What is the prediction for the query point $\mathbf{x}^{\left(q\right)} = \left[\begin{array}{c} x_{1}^{\left(q\right)} \\ x_{2}^{\left(q\right)}\end{array}\right] = \left[\begin{array}{l} \text{Light} \\ \text{CO}_{2}\end{array}\right] = \left[\begin{array}{l} 200.0000 \\ 1000.0000 \end{array}\right]$ when $K=111$? In order to make prediction for $K=111$, you can use the following function and code segment.

In [None]:
def KNN(x, y, x_q, K=3):
    target_labels = np.unique(y) # unique set of target labels
    target_labels_counts = np.zeros(len(target_labels)) # keeps counts of target labels
    d = np.sqrt(np.sum((x - x_q)**2, axis=1)) # use the Euclidean distance
    i = np.argsort(d) # sort distance vector in ascending order
    for k in np.arange(len(target_labels)):
        target_labels_counts[k] = np.sum(y[i[0:K]]==target_labels[k]) # count the number of each target lable in K Nearest Neighbourhood
    # apply the majority voting
    l = np.argmax(target_labels_counts)
    return target_labels[l]    

In [None]:
predicted_label = KNN(x_training_selected, y_training, x_q, K=111)
print('prediction = ' + '{:.0f}'.format(predicted_label))

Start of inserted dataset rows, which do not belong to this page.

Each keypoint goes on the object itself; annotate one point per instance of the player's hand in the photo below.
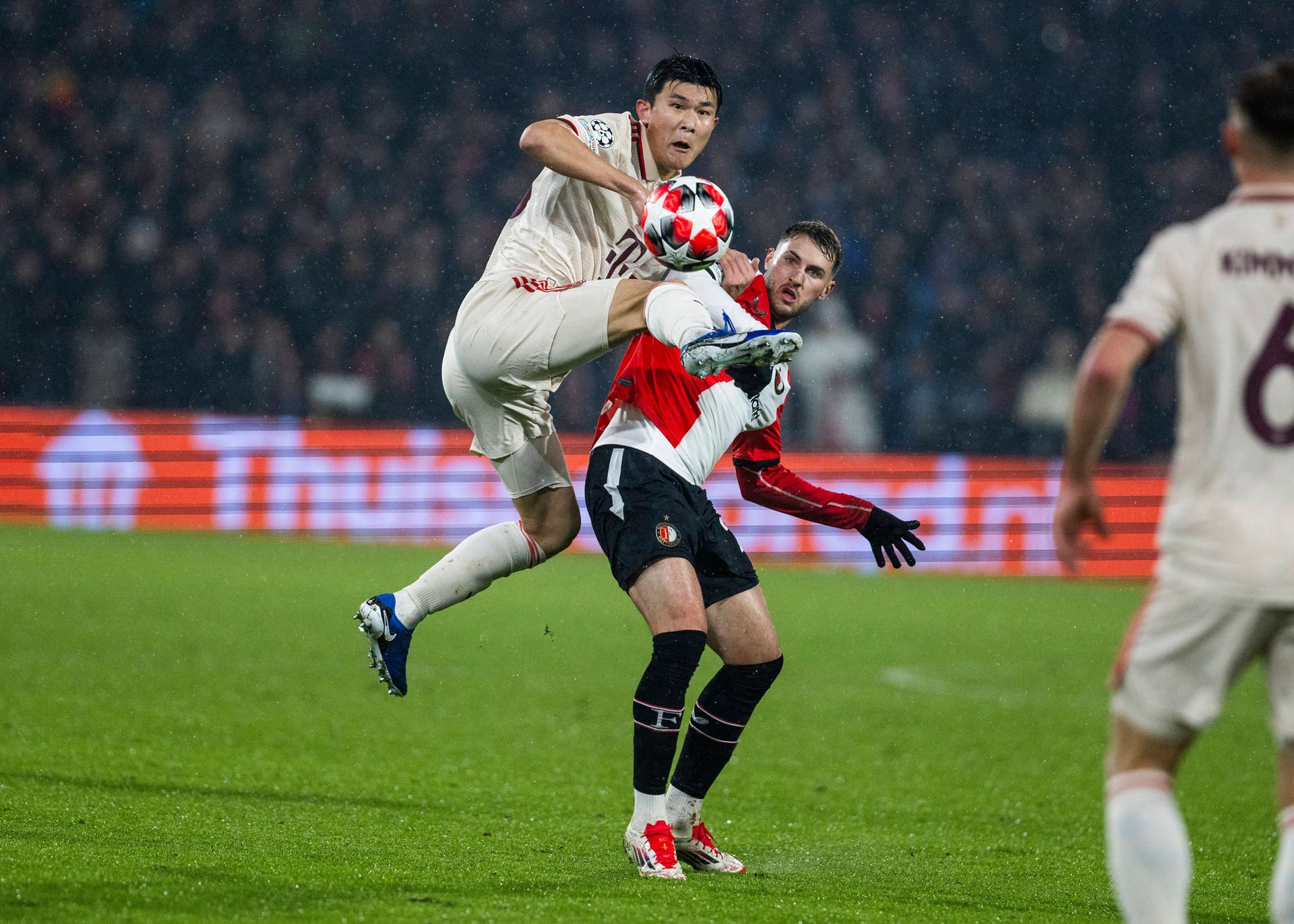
(888, 532)
(1077, 506)
(739, 271)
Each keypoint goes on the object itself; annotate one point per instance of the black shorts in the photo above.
(641, 510)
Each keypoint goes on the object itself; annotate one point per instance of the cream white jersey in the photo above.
(566, 230)
(1223, 286)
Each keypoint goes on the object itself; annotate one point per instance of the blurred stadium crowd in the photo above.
(276, 208)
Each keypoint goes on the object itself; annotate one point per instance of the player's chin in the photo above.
(682, 158)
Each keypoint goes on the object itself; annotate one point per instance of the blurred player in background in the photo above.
(660, 435)
(569, 277)
(1225, 584)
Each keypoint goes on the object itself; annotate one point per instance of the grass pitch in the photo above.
(188, 733)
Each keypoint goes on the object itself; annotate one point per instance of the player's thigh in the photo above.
(668, 596)
(641, 513)
(523, 334)
(1181, 654)
(627, 315)
(502, 421)
(1280, 683)
(503, 334)
(582, 333)
(722, 567)
(741, 629)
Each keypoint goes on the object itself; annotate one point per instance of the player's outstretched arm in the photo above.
(766, 482)
(553, 144)
(1104, 378)
(890, 537)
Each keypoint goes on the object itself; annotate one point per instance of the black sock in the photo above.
(721, 712)
(659, 706)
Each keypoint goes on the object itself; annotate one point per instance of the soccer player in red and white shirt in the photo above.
(1225, 584)
(660, 435)
(568, 278)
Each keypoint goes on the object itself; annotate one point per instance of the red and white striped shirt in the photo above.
(689, 423)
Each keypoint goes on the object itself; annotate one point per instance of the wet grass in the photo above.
(189, 734)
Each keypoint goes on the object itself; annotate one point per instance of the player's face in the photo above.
(679, 125)
(797, 275)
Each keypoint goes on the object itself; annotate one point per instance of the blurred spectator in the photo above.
(276, 369)
(106, 357)
(839, 410)
(1046, 395)
(388, 363)
(993, 170)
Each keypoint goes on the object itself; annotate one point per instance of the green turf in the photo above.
(191, 734)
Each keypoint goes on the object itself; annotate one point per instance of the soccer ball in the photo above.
(687, 223)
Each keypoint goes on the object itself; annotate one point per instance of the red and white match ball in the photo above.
(687, 223)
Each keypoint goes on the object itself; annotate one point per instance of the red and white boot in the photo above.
(698, 851)
(652, 851)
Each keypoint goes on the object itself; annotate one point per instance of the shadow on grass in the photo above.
(255, 794)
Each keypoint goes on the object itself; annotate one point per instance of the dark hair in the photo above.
(821, 235)
(1266, 98)
(682, 69)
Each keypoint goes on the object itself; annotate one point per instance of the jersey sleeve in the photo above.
(607, 135)
(762, 478)
(1152, 301)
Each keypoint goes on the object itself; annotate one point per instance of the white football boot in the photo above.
(698, 851)
(718, 350)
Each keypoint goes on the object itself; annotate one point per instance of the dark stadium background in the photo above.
(208, 206)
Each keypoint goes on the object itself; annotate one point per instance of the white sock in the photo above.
(676, 316)
(1283, 877)
(647, 809)
(470, 567)
(682, 810)
(1147, 848)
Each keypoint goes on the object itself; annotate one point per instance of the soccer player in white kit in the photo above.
(568, 278)
(1223, 593)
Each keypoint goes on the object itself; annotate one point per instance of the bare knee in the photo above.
(551, 518)
(1132, 748)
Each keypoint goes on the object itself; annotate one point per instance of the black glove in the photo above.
(886, 531)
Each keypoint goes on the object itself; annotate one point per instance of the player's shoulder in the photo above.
(755, 299)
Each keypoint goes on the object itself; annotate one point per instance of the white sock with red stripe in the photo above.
(683, 811)
(470, 567)
(676, 316)
(1147, 848)
(648, 809)
(1283, 877)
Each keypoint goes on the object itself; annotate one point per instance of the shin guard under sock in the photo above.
(721, 712)
(659, 706)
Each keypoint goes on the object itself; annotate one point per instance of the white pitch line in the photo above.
(907, 679)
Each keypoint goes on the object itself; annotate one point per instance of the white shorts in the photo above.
(512, 344)
(1184, 650)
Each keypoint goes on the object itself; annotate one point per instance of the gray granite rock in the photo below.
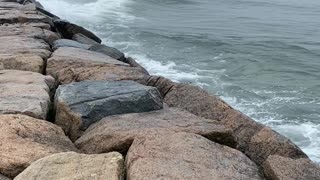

## Training error for different values of K


The following code segment computes training error for different values of $K$.

In [None]:
N = y_training.shape[0] # the number of examples in training dataset
print('{:>2} {:>16}'.format('K', 'Training Error'))
for K in np.arange(1, 34, 2):
    y_prediction = np.zeros(N)
    for n in np.arange(N):
        x_q = x_training_selected[n]
        y_prediction[n] = KNN(x_training_selected, y_training, x_q, K)
    classification_error = np.sum(y_training != y_prediction) / N
    print('{:>2.0f} {:>16.4f}'.format(K, classification_error))

Can you compute testing error of the classifier for $K = 111$?